As described in section 6.3, out of ten possible small microsaccades per subject, the number of microsaccades detected by the seven subjects was [10, 8, 8, 7, 7, 6, 5]. Only the first detected microsaccade event during a time interval of 100-500 ms of each target onset was counted. If no small-movements were beyond the threshold value during that time interval, then the count was zero. Note that 27% of the microsaccades are not detected, mainly because of the significant head movement and simultaneous eye movement of the person to fixate at the gaze position. Figure 14 shows a number of microsaccades detected with the $\pi_{t}$ model. The P-CR signal has too much noise to allow the microsaccades to be detected.

7.6. Simulation Test

In this section, we explore the mathematical formulation in Equation 5 using simulated data. Our hypothesis is, given any two random signals ( $A_{noise}$ and $B_{drift}$ ) which are related to each other by first-order derivative/integration; where signals $A_{noise}$ and $B_{drift}$ are influenced by spatial noise and temporal drift respectively, then the $\pi_{t}$ algorithm can be used to estimate a signal that compensates for both spatial noise and temporal drift. Note that rather than attempting to replicate eye-gaze data we are simulating random signals $A_{noise}$ and $B_{drift}$ that fulfill the stated requirements.

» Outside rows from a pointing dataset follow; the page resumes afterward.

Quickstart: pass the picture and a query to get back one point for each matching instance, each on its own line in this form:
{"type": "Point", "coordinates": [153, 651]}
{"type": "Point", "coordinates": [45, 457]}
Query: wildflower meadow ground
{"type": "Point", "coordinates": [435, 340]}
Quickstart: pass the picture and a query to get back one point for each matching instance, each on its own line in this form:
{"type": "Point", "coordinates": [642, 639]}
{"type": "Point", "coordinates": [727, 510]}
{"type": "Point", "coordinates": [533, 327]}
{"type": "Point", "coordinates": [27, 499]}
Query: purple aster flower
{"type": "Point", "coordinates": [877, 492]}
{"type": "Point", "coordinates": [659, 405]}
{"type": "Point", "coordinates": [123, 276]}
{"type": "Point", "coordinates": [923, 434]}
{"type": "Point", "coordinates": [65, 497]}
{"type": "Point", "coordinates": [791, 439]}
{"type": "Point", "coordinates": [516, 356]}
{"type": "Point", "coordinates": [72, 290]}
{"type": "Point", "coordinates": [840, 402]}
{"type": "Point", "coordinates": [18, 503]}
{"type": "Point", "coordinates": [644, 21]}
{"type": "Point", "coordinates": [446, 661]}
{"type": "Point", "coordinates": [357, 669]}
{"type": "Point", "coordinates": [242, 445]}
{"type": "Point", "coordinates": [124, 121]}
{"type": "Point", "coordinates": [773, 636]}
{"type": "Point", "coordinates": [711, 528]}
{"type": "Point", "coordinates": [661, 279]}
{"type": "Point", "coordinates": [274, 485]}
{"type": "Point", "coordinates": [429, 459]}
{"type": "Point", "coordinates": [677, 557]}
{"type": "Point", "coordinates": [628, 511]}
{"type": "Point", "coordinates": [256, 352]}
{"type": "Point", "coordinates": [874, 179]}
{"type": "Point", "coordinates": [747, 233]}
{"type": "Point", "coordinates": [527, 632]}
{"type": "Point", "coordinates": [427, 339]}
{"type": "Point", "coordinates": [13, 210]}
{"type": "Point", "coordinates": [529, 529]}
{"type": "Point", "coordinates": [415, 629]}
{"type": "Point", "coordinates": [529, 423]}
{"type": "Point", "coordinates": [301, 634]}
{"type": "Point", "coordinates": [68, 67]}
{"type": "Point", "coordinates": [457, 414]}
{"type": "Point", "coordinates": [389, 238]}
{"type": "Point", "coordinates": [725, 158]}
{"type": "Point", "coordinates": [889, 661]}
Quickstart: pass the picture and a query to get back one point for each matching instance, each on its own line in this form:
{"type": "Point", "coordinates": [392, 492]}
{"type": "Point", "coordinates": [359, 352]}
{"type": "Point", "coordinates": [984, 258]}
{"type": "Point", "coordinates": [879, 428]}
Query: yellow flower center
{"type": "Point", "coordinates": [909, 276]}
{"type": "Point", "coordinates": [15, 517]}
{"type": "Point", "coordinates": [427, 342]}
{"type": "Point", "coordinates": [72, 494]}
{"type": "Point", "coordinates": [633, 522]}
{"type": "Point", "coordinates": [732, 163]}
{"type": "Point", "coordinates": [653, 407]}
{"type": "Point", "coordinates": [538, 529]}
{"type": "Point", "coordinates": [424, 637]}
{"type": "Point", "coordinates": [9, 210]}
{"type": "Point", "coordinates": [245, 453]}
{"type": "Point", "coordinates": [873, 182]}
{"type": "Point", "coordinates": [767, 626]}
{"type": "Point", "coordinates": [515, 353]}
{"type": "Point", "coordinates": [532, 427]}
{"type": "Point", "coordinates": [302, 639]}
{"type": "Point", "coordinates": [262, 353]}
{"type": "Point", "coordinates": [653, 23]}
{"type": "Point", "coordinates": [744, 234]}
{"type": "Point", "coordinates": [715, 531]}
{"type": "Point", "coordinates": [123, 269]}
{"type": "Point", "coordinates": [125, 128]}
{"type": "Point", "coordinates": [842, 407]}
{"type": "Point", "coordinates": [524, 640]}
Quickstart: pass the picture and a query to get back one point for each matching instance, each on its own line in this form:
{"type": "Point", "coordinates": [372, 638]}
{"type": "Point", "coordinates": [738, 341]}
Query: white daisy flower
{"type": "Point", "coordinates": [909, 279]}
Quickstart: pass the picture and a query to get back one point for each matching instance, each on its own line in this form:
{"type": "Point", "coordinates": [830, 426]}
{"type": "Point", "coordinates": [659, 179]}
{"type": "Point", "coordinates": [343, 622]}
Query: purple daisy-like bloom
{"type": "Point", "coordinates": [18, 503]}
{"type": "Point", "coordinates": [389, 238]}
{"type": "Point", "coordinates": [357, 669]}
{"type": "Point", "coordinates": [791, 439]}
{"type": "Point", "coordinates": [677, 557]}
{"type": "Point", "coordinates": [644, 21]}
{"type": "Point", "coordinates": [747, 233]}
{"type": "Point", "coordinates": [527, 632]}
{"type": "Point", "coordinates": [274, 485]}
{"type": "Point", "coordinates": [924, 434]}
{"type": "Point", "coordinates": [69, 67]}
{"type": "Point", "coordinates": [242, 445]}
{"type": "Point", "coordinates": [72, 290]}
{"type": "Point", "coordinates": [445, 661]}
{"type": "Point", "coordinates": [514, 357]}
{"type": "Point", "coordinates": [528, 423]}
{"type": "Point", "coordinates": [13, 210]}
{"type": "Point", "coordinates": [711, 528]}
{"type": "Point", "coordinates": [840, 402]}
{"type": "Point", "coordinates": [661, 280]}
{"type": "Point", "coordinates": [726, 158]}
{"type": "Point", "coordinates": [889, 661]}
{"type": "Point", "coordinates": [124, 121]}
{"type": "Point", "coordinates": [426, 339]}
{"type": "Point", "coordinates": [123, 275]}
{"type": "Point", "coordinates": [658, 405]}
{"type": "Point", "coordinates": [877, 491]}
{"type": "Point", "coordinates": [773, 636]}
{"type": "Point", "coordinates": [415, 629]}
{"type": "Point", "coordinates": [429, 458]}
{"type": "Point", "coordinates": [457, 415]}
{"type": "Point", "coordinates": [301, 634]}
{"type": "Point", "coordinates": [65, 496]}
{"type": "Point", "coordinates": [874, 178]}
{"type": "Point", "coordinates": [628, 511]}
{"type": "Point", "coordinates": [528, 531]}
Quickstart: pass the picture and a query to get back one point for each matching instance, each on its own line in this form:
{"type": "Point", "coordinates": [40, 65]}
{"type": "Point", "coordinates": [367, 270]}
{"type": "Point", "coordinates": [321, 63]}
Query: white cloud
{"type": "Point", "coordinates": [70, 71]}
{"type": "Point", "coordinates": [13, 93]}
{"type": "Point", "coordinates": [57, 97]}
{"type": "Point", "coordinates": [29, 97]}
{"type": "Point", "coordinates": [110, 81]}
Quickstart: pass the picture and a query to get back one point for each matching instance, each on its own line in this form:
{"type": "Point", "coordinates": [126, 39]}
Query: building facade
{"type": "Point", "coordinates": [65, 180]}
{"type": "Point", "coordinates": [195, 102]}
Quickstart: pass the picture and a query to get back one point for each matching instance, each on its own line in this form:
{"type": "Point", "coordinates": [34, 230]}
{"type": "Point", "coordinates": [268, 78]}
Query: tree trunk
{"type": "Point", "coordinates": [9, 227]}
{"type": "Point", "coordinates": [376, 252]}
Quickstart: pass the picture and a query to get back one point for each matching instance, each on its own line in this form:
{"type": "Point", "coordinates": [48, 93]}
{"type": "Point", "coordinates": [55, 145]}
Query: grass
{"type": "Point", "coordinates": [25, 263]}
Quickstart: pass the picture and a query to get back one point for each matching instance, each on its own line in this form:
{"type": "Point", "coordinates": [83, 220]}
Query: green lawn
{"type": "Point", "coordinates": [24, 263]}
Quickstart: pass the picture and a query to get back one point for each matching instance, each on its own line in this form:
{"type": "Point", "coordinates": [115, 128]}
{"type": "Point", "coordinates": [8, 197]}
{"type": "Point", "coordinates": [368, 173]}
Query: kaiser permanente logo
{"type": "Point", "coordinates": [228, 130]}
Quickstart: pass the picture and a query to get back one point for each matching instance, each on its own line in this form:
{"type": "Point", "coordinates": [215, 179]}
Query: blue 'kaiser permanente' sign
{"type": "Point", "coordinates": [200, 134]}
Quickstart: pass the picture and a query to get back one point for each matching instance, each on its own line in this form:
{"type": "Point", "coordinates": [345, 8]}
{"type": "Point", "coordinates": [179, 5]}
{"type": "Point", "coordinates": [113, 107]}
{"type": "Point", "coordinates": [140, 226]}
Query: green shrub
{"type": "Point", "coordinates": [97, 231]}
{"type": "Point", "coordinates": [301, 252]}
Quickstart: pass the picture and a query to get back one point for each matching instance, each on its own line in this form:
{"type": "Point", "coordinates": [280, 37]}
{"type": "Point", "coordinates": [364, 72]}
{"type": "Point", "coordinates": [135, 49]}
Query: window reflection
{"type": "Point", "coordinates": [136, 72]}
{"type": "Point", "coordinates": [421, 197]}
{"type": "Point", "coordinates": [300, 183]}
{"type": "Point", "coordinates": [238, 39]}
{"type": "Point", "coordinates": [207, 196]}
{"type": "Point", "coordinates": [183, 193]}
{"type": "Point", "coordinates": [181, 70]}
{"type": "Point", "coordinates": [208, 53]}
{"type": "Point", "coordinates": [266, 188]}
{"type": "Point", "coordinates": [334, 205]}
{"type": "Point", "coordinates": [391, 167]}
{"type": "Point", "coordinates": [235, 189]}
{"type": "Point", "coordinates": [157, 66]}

Signals $A_{noise}$ and $B_{drift}$ are derived from a 2 Hz square wave with an amplitude of three units sampled at 250 Hz for 2 sec followed by a 1 Hz sine wave with a peak amplitude of two units sampled at 250 Hz for the next two seconds. Signal $A_{noise}$ consists of the addition of random Gaussian noise ( $\mathcal{N}(0,0.03)$ with a sampling size of 1000) to the original signal (position-like signal; noisy). Signal $B_{drift}$ consists of the addition of random Gaussian noise ( $\mathcal{N}(0,0.01)$ ) in the spatial gradient of the original signal (velocity-like signal; temporal drift). Figure 15 shows ten such trials and its derived output based on $\pi_{t}$ .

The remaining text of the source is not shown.